Not applying CVDs to non-market economies had been the practice of the US (e.g. the Department of Commerce and related agencies) for many years. The main reason was that since in almost all trade cases against such countries, anti-dumping suits were filed along with the countervailing duty suits, and since solid, reliable data were hard to come by in these countries, the danger of double-counting was just too high. Since the governments in these NME countries set most cost and price figures, how does one know whether such artificial prices also benefit from clearly separately definable subsidies? And for the record, the WTO position on this subject is exactly the same.
It needs to be added that the dumping duty rates resulting from trade cases against NMEs are usually so prohibitive (20% and much more) that adding countervailing duties would amount to nothing but kicking a dead horse - there would be absolutely no commercial benefit for the plaintiffs.
To add to the intrigue, Congress had on several occasions reviewed US trade laws, but had always left the question of CVDs on NMEs alone, thus certifying the practice of not applying such CVDs and confirming the understanding that it was illegal.
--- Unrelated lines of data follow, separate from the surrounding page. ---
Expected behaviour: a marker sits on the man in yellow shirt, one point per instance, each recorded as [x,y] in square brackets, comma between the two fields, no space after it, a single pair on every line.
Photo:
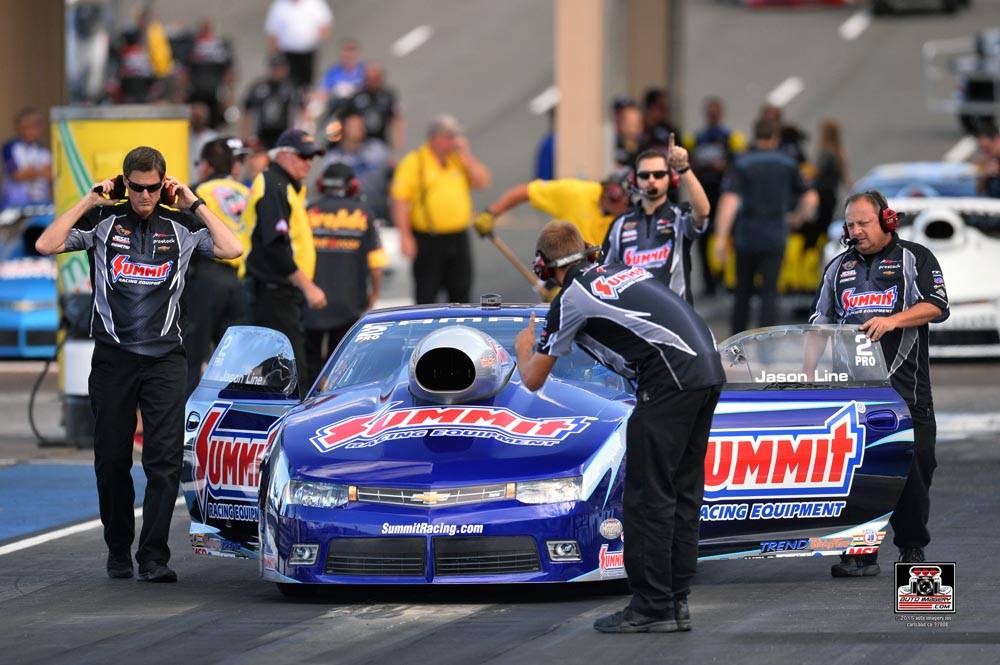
[432,210]
[590,206]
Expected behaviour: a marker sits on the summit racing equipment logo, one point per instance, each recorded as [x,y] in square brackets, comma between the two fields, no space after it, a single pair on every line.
[123,268]
[653,258]
[785,461]
[869,300]
[608,288]
[227,467]
[498,424]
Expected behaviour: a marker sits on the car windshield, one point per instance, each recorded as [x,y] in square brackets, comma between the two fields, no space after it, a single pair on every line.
[377,352]
[802,356]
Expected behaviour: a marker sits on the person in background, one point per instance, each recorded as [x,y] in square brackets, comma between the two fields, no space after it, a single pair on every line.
[712,152]
[27,163]
[377,103]
[368,158]
[272,104]
[296,28]
[349,262]
[831,173]
[432,210]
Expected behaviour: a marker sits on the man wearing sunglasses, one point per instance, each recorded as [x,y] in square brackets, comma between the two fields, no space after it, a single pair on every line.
[139,251]
[656,234]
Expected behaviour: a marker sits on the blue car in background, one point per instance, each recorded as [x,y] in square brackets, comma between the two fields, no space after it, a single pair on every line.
[420,458]
[927,179]
[28,309]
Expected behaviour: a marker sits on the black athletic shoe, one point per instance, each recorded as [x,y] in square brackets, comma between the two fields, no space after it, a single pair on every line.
[119,566]
[865,565]
[682,612]
[630,621]
[156,572]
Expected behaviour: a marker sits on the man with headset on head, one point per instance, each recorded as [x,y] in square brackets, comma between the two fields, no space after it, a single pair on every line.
[657,234]
[891,289]
[632,323]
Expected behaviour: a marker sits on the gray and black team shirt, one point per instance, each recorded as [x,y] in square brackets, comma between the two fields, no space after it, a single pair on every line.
[630,322]
[660,243]
[137,269]
[856,288]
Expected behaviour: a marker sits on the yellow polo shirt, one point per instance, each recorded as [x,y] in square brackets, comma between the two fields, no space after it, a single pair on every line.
[439,197]
[572,200]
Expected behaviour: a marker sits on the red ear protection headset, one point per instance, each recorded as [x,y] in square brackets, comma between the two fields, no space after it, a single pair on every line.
[545,269]
[888,219]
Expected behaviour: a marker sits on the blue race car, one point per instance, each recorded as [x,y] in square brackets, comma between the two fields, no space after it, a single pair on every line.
[419,458]
[28,314]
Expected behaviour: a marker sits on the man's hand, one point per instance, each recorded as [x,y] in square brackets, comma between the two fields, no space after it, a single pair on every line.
[524,343]
[484,223]
[878,326]
[315,297]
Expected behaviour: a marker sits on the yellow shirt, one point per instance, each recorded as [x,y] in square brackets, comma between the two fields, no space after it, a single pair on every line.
[299,231]
[576,201]
[445,191]
[227,198]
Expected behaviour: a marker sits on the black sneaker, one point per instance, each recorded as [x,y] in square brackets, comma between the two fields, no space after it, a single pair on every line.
[156,572]
[119,566]
[865,565]
[911,554]
[682,612]
[630,621]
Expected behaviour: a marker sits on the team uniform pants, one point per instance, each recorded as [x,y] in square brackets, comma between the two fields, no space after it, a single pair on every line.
[909,519]
[120,381]
[316,354]
[213,301]
[666,440]
[749,264]
[444,261]
[279,307]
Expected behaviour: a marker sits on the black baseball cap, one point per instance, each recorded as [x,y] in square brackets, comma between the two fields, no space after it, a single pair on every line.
[336,176]
[300,141]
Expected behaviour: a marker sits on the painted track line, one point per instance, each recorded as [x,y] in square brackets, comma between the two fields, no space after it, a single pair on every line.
[411,41]
[49,536]
[786,91]
[853,27]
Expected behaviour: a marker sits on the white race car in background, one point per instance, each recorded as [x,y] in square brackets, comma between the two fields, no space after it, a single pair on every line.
[964,235]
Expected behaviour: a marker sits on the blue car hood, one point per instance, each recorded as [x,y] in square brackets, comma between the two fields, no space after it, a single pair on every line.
[359,437]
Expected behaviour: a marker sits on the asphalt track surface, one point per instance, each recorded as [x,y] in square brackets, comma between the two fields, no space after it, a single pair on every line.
[57,606]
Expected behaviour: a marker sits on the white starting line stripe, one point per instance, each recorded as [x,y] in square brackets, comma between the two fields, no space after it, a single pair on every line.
[412,40]
[854,26]
[961,151]
[786,91]
[41,538]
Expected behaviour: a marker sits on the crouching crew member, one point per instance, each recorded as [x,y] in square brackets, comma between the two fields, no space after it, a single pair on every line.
[891,289]
[349,262]
[631,322]
[139,252]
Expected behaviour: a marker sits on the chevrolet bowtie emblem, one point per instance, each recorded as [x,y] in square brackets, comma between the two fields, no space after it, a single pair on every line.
[430,498]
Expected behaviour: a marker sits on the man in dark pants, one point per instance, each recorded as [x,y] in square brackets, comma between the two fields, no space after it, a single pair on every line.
[768,191]
[639,328]
[139,251]
[282,257]
[214,299]
[432,209]
[349,261]
[891,289]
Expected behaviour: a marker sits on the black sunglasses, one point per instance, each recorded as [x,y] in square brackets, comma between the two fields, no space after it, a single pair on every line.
[135,187]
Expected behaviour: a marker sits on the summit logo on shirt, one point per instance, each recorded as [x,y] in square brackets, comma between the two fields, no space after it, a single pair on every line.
[869,300]
[124,269]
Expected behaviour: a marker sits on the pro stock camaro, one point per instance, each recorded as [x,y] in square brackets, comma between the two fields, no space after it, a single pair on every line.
[419,458]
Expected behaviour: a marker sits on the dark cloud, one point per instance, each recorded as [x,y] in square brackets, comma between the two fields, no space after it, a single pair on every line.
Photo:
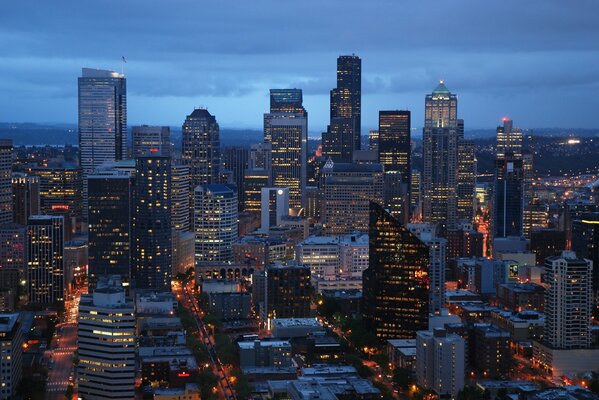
[499,56]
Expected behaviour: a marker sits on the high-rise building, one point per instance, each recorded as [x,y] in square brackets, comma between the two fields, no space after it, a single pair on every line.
[396,298]
[275,206]
[343,133]
[6,214]
[440,152]
[151,241]
[394,149]
[149,140]
[440,362]
[110,200]
[45,262]
[201,147]
[180,193]
[585,242]
[236,160]
[507,204]
[436,269]
[102,120]
[568,301]
[346,191]
[11,343]
[106,343]
[61,192]
[216,226]
[26,197]
[287,132]
[287,291]
[467,164]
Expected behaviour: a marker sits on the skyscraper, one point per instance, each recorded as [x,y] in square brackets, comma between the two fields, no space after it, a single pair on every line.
[216,226]
[148,140]
[343,134]
[110,201]
[106,343]
[568,301]
[102,120]
[275,206]
[6,215]
[26,197]
[288,134]
[394,154]
[346,192]
[440,152]
[201,147]
[151,265]
[396,298]
[45,263]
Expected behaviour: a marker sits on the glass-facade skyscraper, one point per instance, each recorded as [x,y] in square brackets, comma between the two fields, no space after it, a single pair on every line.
[440,152]
[396,282]
[151,248]
[343,133]
[102,120]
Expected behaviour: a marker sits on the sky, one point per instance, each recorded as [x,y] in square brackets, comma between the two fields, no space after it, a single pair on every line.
[535,61]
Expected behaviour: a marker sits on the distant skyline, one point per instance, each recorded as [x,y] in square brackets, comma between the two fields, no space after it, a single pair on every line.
[534,62]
However, for reasons only they will know or understand, the US Department of Commerce in 2007 changed their position and started accepting CVD cases against China, some of which actually resulted in CVD rates being set and applied - against imports of Chinese tires and steel and paper products, among others. Several Chinese tire manufacturers then sued the US DOC before the US Court of International Trade and won, thus reconfirming the old practice. In an amazing display of stubbornness (and in total disregard for taxpayer money), the DOC turned around and appealed, lost, and appealed again.
That's how this case ended up before the Court of Appeals in D.C.
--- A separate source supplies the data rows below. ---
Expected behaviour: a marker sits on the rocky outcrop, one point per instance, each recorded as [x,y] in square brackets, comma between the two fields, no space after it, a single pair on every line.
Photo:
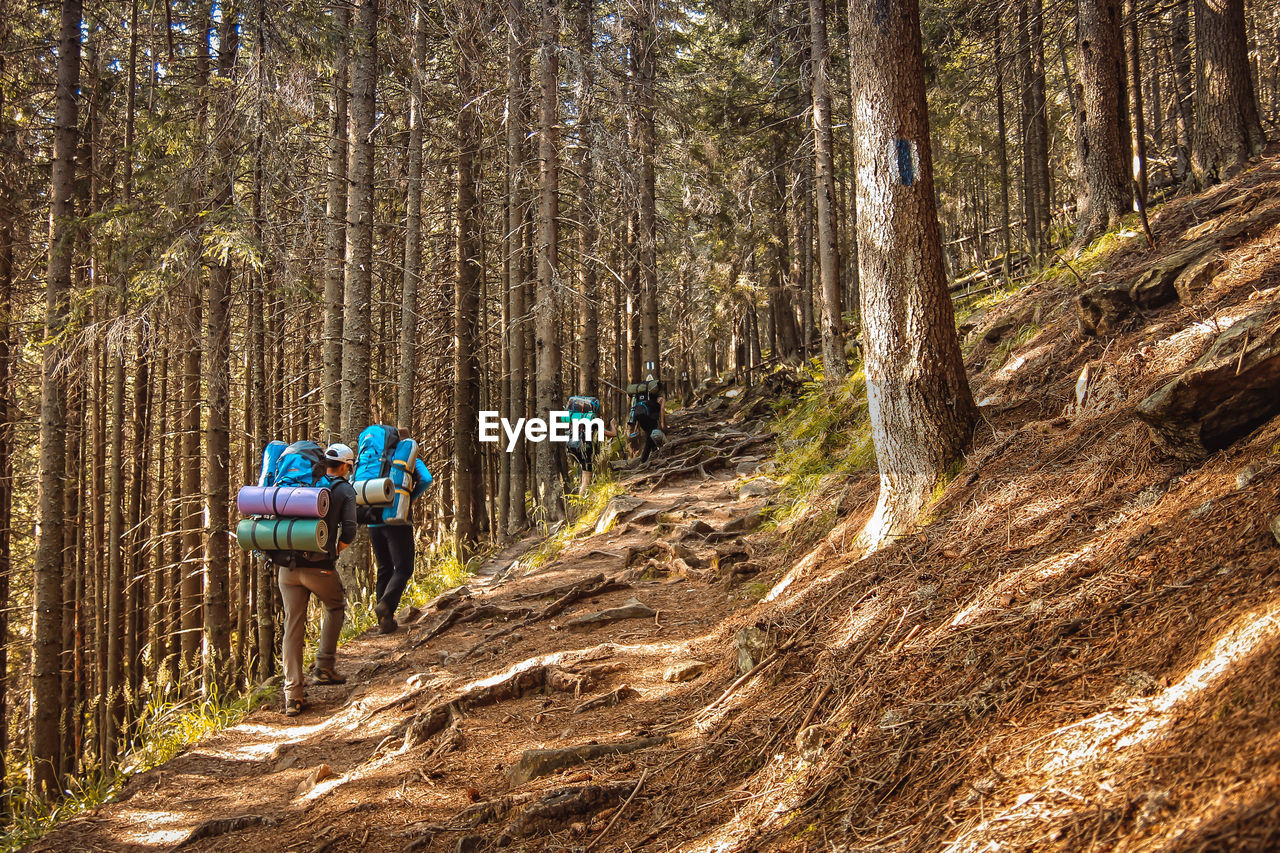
[1229,392]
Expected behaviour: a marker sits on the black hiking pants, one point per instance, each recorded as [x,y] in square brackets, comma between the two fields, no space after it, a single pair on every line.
[647,425]
[393,550]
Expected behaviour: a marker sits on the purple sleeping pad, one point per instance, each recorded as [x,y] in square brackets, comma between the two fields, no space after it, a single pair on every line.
[286,501]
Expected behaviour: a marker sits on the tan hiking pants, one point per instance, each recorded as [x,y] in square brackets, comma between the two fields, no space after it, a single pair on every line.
[296,588]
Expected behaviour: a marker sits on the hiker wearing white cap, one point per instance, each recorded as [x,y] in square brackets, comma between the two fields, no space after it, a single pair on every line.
[318,575]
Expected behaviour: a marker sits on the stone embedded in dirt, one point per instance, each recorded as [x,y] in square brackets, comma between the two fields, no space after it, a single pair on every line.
[1196,278]
[617,507]
[753,646]
[762,487]
[744,523]
[316,776]
[630,609]
[1229,392]
[1251,473]
[539,762]
[684,671]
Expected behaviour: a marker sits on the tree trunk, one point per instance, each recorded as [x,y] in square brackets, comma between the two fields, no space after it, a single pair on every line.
[1002,149]
[644,58]
[516,263]
[48,585]
[357,315]
[336,232]
[216,370]
[918,396]
[1228,131]
[833,364]
[1104,190]
[547,306]
[589,309]
[467,469]
[407,375]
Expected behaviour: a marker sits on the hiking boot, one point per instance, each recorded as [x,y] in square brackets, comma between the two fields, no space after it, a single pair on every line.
[324,675]
[387,623]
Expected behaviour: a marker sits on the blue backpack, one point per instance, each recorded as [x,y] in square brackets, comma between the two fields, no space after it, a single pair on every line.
[300,464]
[581,409]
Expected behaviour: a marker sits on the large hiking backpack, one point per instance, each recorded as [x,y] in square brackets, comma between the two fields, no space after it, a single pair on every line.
[384,475]
[581,410]
[644,398]
[292,495]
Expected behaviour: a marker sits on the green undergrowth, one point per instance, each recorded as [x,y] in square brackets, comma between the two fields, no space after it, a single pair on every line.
[165,726]
[822,439]
[584,511]
[434,571]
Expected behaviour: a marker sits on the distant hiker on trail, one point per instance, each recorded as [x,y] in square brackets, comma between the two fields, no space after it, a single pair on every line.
[581,443]
[318,574]
[648,414]
[388,454]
Both sides paraded impressive armies of lawyers, some of which were hired by the feuding parties, and some of which were not, but filed briefs as so-called "friends of the court" - to no avail. The appeals court reaffirmed the lower court's ruling, and the appeals court's decision can only be challenged before the US Supreme Court. Given the fact that the latter clearly have more important things on their agenda, it is HIGHLY unlikely that they would accept such case.
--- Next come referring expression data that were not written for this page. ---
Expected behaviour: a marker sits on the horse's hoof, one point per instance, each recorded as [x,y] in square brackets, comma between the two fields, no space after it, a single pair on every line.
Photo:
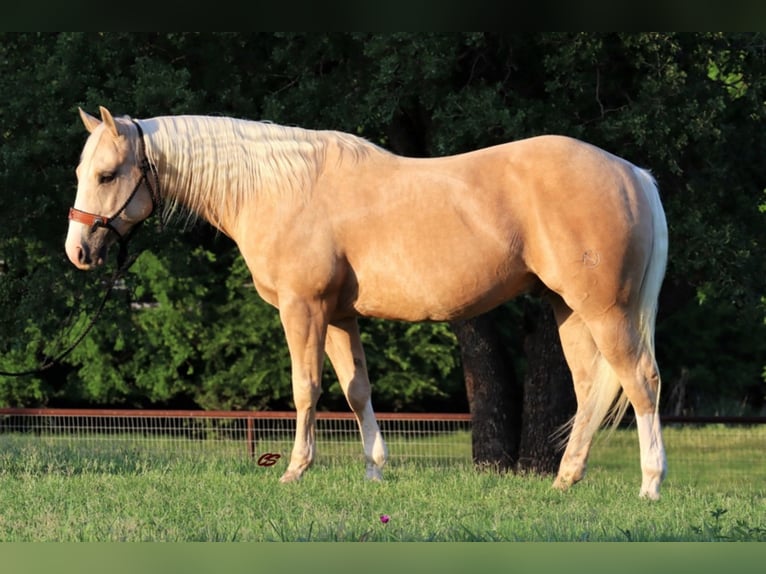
[374,474]
[290,476]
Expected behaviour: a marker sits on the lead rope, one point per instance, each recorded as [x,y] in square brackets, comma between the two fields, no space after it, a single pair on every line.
[123,264]
[48,362]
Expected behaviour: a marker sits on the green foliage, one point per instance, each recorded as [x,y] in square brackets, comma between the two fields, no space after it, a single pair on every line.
[690,106]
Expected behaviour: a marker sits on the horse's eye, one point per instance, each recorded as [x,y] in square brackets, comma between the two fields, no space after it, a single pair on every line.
[106,177]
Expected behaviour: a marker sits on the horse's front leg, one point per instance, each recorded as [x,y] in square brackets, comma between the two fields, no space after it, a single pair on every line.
[305,328]
[344,348]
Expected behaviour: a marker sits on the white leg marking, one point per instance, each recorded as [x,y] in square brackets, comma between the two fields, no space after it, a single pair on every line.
[653,463]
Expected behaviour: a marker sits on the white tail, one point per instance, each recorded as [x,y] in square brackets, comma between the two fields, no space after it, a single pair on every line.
[606,402]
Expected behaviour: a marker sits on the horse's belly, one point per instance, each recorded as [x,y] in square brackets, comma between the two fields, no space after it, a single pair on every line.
[447,295]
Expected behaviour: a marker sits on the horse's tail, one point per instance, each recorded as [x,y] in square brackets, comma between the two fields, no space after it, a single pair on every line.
[606,403]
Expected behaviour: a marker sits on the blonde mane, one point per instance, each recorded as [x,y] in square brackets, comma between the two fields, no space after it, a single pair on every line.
[210,166]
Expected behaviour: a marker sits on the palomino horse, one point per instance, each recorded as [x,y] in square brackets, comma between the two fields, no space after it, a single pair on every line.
[333,227]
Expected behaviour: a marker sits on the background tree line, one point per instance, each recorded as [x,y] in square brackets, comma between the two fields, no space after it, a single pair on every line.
[185,328]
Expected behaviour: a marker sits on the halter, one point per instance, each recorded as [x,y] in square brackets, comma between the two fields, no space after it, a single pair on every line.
[95,221]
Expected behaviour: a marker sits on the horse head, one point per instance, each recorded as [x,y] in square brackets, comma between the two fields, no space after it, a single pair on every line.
[113,189]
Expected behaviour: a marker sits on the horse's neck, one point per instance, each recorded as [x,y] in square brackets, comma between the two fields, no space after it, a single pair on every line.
[211,167]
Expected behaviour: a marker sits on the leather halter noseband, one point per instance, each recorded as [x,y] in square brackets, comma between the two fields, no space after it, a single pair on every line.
[94,221]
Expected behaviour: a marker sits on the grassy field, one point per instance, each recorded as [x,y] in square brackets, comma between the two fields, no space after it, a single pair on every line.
[716,491]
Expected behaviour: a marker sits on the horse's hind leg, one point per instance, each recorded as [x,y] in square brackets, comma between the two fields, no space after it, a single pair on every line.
[344,349]
[619,340]
[579,352]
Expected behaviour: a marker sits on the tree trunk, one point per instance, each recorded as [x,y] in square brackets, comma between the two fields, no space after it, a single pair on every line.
[549,399]
[494,395]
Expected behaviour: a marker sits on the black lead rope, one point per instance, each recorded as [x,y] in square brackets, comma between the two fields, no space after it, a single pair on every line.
[123,261]
[48,362]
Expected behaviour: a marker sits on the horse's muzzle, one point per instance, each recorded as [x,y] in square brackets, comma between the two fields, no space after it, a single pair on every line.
[84,258]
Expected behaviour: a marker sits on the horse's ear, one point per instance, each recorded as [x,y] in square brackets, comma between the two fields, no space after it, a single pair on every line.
[107,118]
[90,122]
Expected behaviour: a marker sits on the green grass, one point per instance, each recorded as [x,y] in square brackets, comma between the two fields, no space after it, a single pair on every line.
[118,493]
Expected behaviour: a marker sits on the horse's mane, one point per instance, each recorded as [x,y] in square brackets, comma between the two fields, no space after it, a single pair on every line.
[211,165]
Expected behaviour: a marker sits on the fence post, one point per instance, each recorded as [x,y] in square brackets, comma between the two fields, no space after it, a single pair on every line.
[250,438]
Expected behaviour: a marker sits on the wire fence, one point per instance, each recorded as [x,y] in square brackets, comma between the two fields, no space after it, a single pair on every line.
[698,448]
[438,438]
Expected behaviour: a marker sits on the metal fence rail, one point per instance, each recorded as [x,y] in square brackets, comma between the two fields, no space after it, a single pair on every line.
[437,437]
[428,437]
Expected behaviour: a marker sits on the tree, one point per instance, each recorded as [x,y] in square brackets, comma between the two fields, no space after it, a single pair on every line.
[689,106]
The response by both the various industries involved and their lawyers was predictable, if not overblown.
While nobody likes to lose a court case, especially one of such far-reaching implications, the defendants (DOC et al) had this one coming. Once again, it's no skin of my back if some company wants to waste their money and pay their trade lawyers' outrageous legal fees on a hopeless and almost frivolous case like this one, but the the lawyers working for the defendants (DOC et al) are charging equally outrageous fees, and those are coming out of my taxes, and I resent that.
I also wonder how the folks over at the AISI would feel if some appeals court judge would tell them how to run their steel companies and criticize their decision-making (e.g. "to build this new blast furnace is clearly an erroneous decision"). Furthermore, their claim to be on the same page with the WTO on this subject is incorrect.
And when Mr. Schagrin, one of the trade lawyers who filed a friend of the court brief, laments that "it was a bad decision, bad justice and pathetic policy, and that this is horrible for the millions of jobs lost to China", then that amounts to nothing but bluster. After all, Mr. Schagrin now has to explain why he encouraged his clients to step up to the plate once again in such useless and expensive endeavor. It could be called a bad decision only if China were a different type of non-market economy, which however they are not.
And while I am no fan of how China exploits weaknesses in our system to further its own mercantilistic agenda, it is NOT the business of this appeals court to change the rules.
As to the alleged "pathetic policy", it is up to the US Congress to change our trade laws, and if they had felt this to be necessary, they had plenty of opportunity to do so. But they did not, and once again, it is NOT the court's business to change our trade laws.
Finally, let's talk about lost jobs. There are two types of jobs that the US loses to China (and others). First, there are those that get lost because companies like Wal-Mart and GE outsource them - a euphemistic way of saying they close factories in the US and have the goods produced in China instead. The other jobs get lost because Chinese producers are able to ship their products to the US because their prices are much cheaper. However, that in itself is not illegal. It is so only if those prices and practices violate our trade laws, and then US producers have the right to defend themselves by filing dumping suits.
Reinstating the CVDs, which had been slapped on Chinese and other products, would not bring back a single job, mainly because those same products also are also subject to substantial dumping duties, which would make it prohibitive for the Chinese or other exporters to try to resume such shipments.